The Obvious

Suzette BrawnerGeneral

I had been struggling for weeks over a yes or no decision and it had just about worn me out. It was one of those all-consuming things that takes up too much brain space. I finally broke down


and called a friend. For those of us who think we can handle life because we are strong and know the answers, this is very humbling.

Here was the simple answer to what I had worked into a very complicated question: “If you have a hard time figuring out if something is right or wrong, it’s most likely wrong. Maybe it’s just wrong for now but it might be right for later.” That should be on a coffee mug.

I felt a bit silly for even asking the question because the answer was so obvious. The “if in doubt, don’t” conclusion has saved me big headaches countless times since.

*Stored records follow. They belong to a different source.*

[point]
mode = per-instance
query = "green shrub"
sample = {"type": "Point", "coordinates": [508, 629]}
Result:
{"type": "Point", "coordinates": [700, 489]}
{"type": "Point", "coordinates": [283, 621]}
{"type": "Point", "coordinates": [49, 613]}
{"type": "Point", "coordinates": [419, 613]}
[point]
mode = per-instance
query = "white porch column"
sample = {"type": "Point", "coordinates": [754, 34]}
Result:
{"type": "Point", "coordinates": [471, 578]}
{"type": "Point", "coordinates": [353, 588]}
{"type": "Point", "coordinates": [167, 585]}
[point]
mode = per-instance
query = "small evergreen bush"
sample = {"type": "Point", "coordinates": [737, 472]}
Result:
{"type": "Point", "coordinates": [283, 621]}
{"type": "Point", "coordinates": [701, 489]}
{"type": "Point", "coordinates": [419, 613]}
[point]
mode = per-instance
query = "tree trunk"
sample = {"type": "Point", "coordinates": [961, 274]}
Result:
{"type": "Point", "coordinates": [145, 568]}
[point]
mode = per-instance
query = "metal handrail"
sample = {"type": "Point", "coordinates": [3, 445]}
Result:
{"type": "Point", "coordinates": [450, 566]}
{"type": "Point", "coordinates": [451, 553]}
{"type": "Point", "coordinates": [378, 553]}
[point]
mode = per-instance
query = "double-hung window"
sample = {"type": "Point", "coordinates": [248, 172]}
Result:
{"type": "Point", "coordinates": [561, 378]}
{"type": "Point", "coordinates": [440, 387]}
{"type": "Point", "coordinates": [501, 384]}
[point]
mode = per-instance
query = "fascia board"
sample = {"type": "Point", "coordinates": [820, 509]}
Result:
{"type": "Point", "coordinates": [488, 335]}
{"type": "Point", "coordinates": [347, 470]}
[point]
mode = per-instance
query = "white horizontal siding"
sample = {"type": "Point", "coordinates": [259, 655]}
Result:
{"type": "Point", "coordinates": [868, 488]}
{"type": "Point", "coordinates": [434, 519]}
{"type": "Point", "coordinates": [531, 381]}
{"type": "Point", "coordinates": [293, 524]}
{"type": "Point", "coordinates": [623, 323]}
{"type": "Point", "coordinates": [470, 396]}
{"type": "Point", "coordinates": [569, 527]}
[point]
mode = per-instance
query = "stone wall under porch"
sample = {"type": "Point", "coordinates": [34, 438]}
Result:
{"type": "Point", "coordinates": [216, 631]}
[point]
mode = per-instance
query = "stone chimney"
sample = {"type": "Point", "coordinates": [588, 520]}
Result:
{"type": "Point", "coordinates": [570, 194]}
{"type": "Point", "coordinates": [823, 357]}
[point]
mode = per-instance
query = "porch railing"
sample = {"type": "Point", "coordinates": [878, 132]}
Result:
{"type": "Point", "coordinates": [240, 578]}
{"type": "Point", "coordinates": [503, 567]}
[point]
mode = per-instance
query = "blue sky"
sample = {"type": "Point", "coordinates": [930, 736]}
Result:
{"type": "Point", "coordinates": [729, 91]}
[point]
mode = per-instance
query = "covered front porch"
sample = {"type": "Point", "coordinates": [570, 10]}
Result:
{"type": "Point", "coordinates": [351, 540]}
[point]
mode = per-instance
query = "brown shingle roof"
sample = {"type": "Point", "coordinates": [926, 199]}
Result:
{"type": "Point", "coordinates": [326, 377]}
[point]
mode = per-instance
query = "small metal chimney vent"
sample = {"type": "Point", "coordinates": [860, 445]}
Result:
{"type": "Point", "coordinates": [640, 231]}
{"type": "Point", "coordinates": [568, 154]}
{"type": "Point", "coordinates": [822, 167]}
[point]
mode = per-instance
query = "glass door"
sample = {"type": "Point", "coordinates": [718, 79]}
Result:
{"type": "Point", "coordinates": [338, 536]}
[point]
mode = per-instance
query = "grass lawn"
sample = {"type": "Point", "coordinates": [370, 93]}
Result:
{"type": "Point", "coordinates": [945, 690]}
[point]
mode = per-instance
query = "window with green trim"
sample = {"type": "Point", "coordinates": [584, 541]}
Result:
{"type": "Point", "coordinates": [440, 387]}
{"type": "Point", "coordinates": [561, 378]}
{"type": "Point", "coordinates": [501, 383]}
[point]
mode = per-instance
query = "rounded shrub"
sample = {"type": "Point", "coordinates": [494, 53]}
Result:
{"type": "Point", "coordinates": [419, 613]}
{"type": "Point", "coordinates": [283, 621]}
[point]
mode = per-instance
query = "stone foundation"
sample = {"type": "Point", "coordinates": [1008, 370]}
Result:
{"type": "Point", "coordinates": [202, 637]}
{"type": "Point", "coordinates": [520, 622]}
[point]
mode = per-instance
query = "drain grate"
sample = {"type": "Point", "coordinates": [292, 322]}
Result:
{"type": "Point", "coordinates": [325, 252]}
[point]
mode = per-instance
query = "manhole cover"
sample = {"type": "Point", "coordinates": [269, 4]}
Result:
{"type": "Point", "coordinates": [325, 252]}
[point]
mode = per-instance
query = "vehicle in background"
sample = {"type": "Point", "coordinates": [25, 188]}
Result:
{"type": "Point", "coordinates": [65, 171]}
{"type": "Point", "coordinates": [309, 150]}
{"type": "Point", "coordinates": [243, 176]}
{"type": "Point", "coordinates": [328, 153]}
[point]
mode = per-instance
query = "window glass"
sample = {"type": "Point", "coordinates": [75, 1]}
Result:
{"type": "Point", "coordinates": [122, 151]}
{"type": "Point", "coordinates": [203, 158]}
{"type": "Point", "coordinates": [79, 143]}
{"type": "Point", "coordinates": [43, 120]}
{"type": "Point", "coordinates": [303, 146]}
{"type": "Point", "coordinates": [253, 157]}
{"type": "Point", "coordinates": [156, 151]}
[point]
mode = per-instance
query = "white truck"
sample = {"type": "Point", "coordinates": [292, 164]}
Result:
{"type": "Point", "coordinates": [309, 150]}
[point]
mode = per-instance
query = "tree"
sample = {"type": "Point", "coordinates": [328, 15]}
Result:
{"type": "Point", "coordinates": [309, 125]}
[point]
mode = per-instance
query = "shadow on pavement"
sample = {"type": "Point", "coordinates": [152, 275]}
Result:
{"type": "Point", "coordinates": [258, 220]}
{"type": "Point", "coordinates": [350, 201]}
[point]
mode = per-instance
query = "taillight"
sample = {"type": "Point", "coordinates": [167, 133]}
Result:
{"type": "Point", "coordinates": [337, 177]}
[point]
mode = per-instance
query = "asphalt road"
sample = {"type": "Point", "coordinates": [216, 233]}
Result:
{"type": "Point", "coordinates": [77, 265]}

A few years ago I read a little book by Andy Andrews, The Noticer. The story surrounds a mysterious man named Jones who showed up just at the perfect time to encourage and hand out common sense wisdom to the main character. It reminded me, once again, I miss so much that is literally staring me in the face.

But why is the obvious so challenging to see? Are we so on task making sure we balance work, family, little league, carpool and taking out the trash that we forget to take a deep breath and actually think?

As challenging as it is to slow down, I am trying to be more aware and look for the obvious actions and answers that are in the quiet.